African Jazz #11, 1990
Textile/appliqué quilt construction
108 x 72 in.

 

Michael Cummings’s narrative quilts commemorate African American history with spontaneously-chosen colors and geometric shaping that reflect the influence of jazz and the performing arts. In Henri Matisse in Harlem’s Cotton Club, Cummings imagines this historic interaction, depicting the French artist watching a central dancer and jazz musicians perform on stage at the legendary club, evoking iconic Harlem Renaissance performers like Duke Ellington and Lena Horne. While creating this quilt, Cummings listened to jazz, altering his design patterns and depictions of movement in reaction to the music.

An interplay between the auditory and the visual also resonates in Cummings’s African Jazz series, inspired by The Jazzmolos, a photograph of African jazz performers taken by South African photojournalist Jurgen Schadeberg. Each variation of this twelve-part series examines different permutations of African and American clothing and spiritual symbols.
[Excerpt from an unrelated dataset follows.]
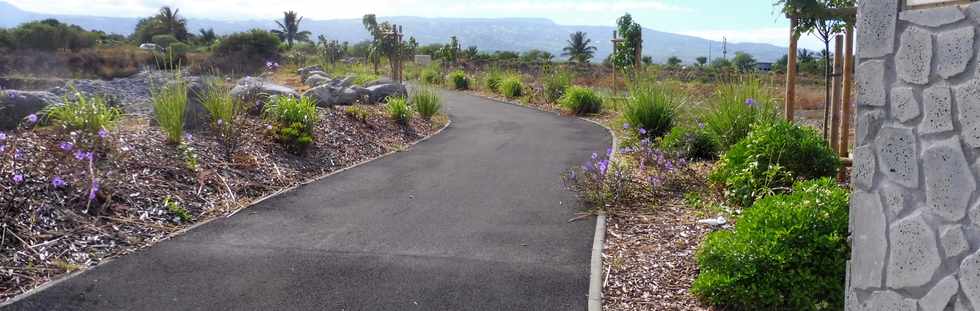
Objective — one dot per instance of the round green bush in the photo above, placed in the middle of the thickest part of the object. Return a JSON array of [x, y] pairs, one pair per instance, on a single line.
[[651, 108], [512, 87], [581, 100], [772, 157], [459, 80], [787, 252], [690, 143]]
African Jazz #10’s muted color palette encourages the viewer to concentrate on the forms of the central figures. The pianist’s second “Janus-like” face, and the bird positioned on the saxophonist’s hat, find their origin in Cummings’s interests in African masks, Cubist art, and Yoruba traditions. African Jazz #11 improvises on #10’s spiritual theme. Cummings incorporates vibrant colors, changes the shape and angling of the “Janus” face, and combines Yoruba, Christian, and Muslim spiritual signifiers—a bird, a cross, and a fez hat—to reflect Africa’s diverse spiritual landscape.